Selon eux, les politiques actuelles reposent essentiellement sur deux piliers :
- réduire la demande de tabac ;
- limiter son offre.
Ils estiment qu'un troisième axe, la réduction des risques, reste largement sous-exploité malgré son potentiel pour accélérer la baisse du tabagisme.
? Le vapotage comme outil de réduction des risques
Les deux experts considèrent que les produits nicotiniques sans combustion, dont la cigarette électronique, peuvent constituer une alternative pour les fumeurs adultes qui ne parviennent pas à arrêter avec les méthodes traditionnelles.
Ils rappellent que l'objectif n'est pas de promouvoir la nicotine, mais de remplacer la cigarette combustible par des solutions présentant un risque potentiellement moindre pour les fumeurs qui continuent à consommer du tabac.
?? Un soutien à la politique britannique… avec une réserve
Les auteurs saluent l'adoption du Tobacco and Vapes Act 2026 au Royaume-Uni, qui vise à créer progressivement une génération sans tabac.
Ils mettent toutefois en garde contre un risque : que de futures réglementations limitent excessivement l'accès aux alternatives de réduction des risques destinées aux fumeurs adultes.
Selon eux, empêcher les jeunes d'entrer dans le tabagisme et aider les fumeurs actuels à en sortir sont deux objectifs complémentaires qui nécessitent des approches différentes.
? L'exemple de la Nouvelle-Zélande
Pour illustrer leur position, les anciens dirigeants citent la Nouvelle-Zélande.
Ils soulignent que le recul du tabagisme s'y est accéléré après une plus large disponibilité des produits de vapotage, suggérant qu'un accès facilité aux alternatives nicotiniques pourrait contribuer à réduire plus rapidement la consommation de cigarettes chez les adultes.
⚖️ Une position différente de celle de l'OMS
Cette prise de position contraste avec les recommandations actuelles de l'OMS, qui continue de privilégier une approche très prudente concernant les cigarettes électroniques.
L'organisation met notamment en avant :
- la protection des jeunes ;
- les incertitudes concernant les effets à long terme ;
- les stratégies commerciales de l'industrie du tabac et de la nicotine.
Les anciens responsables reconnaissent ces préoccupations mais estiment qu'elles ne doivent pas faire oublier l'urgence de réduire les conséquences du tabagisme chez les millions de fumeurs encore dépendants de la cigarette.

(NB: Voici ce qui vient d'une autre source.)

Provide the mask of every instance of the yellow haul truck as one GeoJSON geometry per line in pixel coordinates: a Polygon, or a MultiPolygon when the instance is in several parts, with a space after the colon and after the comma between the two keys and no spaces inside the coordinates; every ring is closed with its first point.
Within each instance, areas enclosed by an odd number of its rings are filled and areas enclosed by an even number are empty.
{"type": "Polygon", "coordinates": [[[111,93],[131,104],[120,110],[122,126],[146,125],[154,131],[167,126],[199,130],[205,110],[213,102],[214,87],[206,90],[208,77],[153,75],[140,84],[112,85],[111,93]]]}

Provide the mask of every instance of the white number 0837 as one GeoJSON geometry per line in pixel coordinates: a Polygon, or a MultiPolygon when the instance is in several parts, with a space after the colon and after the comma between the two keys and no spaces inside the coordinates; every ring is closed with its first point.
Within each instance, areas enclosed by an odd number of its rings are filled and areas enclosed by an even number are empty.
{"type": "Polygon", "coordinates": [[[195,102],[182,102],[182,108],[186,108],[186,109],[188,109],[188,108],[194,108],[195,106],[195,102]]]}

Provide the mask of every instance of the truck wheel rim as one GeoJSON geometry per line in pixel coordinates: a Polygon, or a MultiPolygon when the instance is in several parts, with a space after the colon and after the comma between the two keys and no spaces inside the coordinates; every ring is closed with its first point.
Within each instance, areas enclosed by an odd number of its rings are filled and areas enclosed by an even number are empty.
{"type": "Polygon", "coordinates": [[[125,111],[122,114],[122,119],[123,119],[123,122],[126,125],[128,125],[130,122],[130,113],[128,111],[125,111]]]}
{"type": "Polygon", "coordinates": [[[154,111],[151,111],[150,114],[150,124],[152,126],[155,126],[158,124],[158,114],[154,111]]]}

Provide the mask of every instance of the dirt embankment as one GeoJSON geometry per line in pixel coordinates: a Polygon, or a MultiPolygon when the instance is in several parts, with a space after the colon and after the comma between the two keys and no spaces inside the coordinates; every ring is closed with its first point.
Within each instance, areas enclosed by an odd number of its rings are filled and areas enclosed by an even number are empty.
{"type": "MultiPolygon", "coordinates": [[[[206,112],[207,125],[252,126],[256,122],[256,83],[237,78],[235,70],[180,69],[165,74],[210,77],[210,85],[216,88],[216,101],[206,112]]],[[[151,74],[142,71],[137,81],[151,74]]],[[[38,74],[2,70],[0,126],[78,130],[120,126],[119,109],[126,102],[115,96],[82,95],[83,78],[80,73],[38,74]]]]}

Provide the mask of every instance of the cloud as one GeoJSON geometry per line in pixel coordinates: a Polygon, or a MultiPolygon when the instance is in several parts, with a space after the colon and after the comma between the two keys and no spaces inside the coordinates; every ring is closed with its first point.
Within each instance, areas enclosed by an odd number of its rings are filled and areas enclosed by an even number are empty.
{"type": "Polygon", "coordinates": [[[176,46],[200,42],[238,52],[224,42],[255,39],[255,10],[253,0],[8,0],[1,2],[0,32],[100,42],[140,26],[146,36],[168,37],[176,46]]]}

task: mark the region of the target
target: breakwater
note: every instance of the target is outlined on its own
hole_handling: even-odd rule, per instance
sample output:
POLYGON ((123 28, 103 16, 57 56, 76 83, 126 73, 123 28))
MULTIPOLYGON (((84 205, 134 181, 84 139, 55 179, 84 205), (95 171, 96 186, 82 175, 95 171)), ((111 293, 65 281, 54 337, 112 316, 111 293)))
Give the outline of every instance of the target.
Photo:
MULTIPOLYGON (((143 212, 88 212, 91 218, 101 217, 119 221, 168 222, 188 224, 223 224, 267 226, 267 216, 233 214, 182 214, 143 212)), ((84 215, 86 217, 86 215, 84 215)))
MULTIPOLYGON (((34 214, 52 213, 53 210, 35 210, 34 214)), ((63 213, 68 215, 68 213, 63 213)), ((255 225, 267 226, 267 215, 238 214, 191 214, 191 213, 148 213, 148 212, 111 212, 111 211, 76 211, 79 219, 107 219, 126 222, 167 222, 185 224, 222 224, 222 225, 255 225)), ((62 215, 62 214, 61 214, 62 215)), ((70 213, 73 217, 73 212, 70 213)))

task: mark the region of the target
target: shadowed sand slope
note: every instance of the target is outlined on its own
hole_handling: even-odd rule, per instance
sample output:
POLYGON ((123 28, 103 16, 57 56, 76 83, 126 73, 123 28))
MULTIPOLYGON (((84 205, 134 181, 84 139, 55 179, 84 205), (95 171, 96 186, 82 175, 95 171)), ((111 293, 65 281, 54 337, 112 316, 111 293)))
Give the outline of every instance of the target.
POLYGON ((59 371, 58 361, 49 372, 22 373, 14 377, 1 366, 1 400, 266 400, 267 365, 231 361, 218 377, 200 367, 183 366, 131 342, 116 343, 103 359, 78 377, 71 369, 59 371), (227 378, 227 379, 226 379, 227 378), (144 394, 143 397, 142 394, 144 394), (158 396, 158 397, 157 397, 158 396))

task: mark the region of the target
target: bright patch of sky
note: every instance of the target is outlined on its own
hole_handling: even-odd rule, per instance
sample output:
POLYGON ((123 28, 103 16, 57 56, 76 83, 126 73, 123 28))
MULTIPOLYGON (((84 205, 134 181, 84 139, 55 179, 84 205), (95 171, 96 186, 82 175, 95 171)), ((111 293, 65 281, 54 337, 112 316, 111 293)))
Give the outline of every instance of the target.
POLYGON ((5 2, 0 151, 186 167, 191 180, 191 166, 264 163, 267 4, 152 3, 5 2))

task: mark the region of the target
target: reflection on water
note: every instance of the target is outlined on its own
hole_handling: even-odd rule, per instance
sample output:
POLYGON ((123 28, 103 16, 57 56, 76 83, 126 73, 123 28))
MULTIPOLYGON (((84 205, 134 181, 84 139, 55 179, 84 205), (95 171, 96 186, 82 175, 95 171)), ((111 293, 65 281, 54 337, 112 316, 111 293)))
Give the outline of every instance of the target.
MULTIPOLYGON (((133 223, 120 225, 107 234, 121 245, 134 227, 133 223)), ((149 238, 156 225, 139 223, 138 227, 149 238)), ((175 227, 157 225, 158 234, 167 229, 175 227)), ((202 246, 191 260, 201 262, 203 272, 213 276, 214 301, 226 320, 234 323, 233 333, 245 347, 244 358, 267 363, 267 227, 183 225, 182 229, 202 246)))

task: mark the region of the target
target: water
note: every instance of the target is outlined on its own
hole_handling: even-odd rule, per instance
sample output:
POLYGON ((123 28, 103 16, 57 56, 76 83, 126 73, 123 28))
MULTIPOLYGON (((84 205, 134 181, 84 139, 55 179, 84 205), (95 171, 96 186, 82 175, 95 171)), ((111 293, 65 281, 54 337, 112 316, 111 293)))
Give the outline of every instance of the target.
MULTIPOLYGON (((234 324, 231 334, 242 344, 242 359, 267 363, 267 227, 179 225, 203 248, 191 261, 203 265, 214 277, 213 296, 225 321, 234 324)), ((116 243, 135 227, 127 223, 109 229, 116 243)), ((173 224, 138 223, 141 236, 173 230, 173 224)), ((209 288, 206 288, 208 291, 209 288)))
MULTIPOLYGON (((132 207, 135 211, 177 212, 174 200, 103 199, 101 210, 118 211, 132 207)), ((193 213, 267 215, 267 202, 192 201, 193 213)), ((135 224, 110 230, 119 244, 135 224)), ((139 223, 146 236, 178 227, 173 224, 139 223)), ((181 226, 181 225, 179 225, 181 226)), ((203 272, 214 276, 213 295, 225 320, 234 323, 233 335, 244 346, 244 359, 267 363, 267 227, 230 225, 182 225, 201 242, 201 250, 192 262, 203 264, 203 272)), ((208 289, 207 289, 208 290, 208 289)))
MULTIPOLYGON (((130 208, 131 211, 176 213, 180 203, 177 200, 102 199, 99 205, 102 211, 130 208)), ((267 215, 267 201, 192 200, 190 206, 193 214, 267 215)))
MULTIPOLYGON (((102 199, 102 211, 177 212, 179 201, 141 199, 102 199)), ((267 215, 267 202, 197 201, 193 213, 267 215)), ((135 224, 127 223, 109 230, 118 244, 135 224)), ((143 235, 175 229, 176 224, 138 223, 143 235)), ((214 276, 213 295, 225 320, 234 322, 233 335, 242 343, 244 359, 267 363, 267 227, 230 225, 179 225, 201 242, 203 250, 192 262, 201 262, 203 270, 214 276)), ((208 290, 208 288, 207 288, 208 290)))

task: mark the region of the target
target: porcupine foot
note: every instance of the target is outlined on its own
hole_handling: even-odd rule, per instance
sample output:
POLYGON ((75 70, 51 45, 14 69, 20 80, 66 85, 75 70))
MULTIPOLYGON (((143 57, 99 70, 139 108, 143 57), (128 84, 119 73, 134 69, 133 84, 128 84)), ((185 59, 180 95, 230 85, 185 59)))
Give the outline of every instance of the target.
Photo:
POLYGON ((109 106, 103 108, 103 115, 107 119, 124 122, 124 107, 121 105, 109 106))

? Un débat qui reste ouvert
Le sujet de la réduction des risques continue d'alimenter les discussions au sein de la communauté scientifique et des autorités sanitaires.
Si plusieurs pays intègrent désormais le vapotage dans leurs stratégies de sevrage tabagique, d'autres privilégient une réglementation beaucoup plus restrictive.
Cette diversité d'approches illustre les différences d'interprétation des données scientifiques disponibles et des priorités de santé publique.
? Ce qu'il faut retenir
- Deux anciens directeurs de l'OMS souhaitent une meilleure intégration de la réduction des risques dans la lutte contre le tabagisme.
- Ils considèrent le vapotage comme un outil pouvant aider certains fumeurs adultes à quitter la cigarette.
- Ils saluent la politique britannique tout en appelant à préserver l'accès aux alternatives moins nocives.
- Leur position diffère de celle actuellement défendue par l'OMS, qui reste très prudente sur les produits de vapotage.
? Conclusion
L'intervention de ces anciens responsables de l'OMS relance le débat sur la place du vapotage dans les politiques de santé publique. Sans remettre en cause la nécessité de protéger les jeunes, ils plaident pour une approche davantage centrée sur la réduction des risques chez les fumeurs adultes. Cette prise de position témoigne de la diversité des opinions qui existent aujourd'hui au sein même des anciens responsables de la santé mondiale.